Gays, lesbians and bisexuals are more likely to be victims of violent crime than heterosexuals, suggests a recent study by Statistics Canada.
Based on data from a 2004 survey of Canadians, gays were nearly 2.5 times more likely to report being a victim of sexual assault, robbery or physical assault than heterosexuals.
Even when considering characteristics common among gays — more likely to be single, go out at night and live in an urban area — being gay, lesbian or bisexual significantly increased the odds of being a victim of violent crime.

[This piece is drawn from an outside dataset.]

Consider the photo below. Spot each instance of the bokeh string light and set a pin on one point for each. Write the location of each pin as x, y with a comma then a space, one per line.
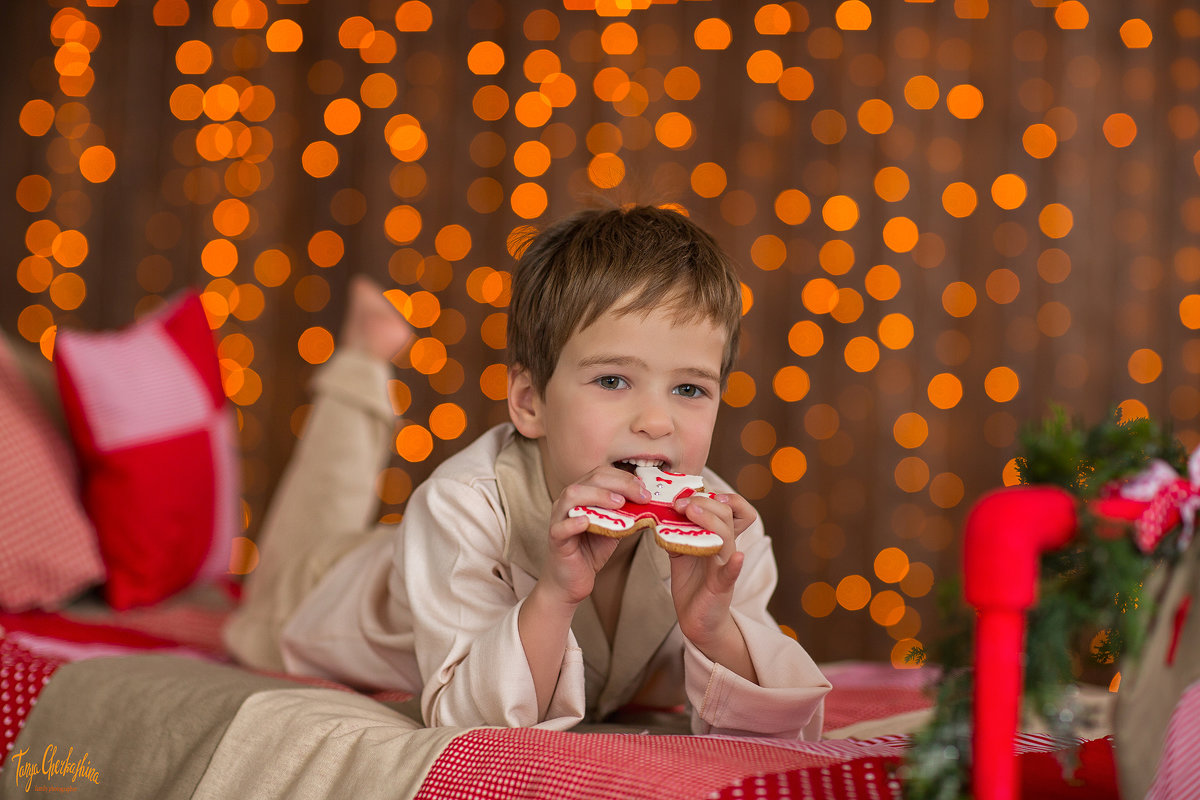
947, 217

But despite these statistics, the study found gays feel nearly just as safe as heterosexuals. More than 9 out of 10 gay, lesbian and bisexual Canadians felt “somewhat” or “very” satisfied with their personal safety.
The study also found:
- Police relations: Gays expressed lower levels of satisfaction with local police. 60 percent of heterosexuals feel that police do a good job of treating people fairly, but only 42 percent of gays feel the same way.
- Spousal abuse: Gays, lesbians and bisexuals experience higher levels of spousal violence. 15 percent of gays and lesbians reported spousal abuse compared to 7 percent of heterosexuals.
- Discrimination: 44 percent of gays and lesbians felt they had experienced some form of discrimination in the past five years, compared to 14 percent of heterosexuals.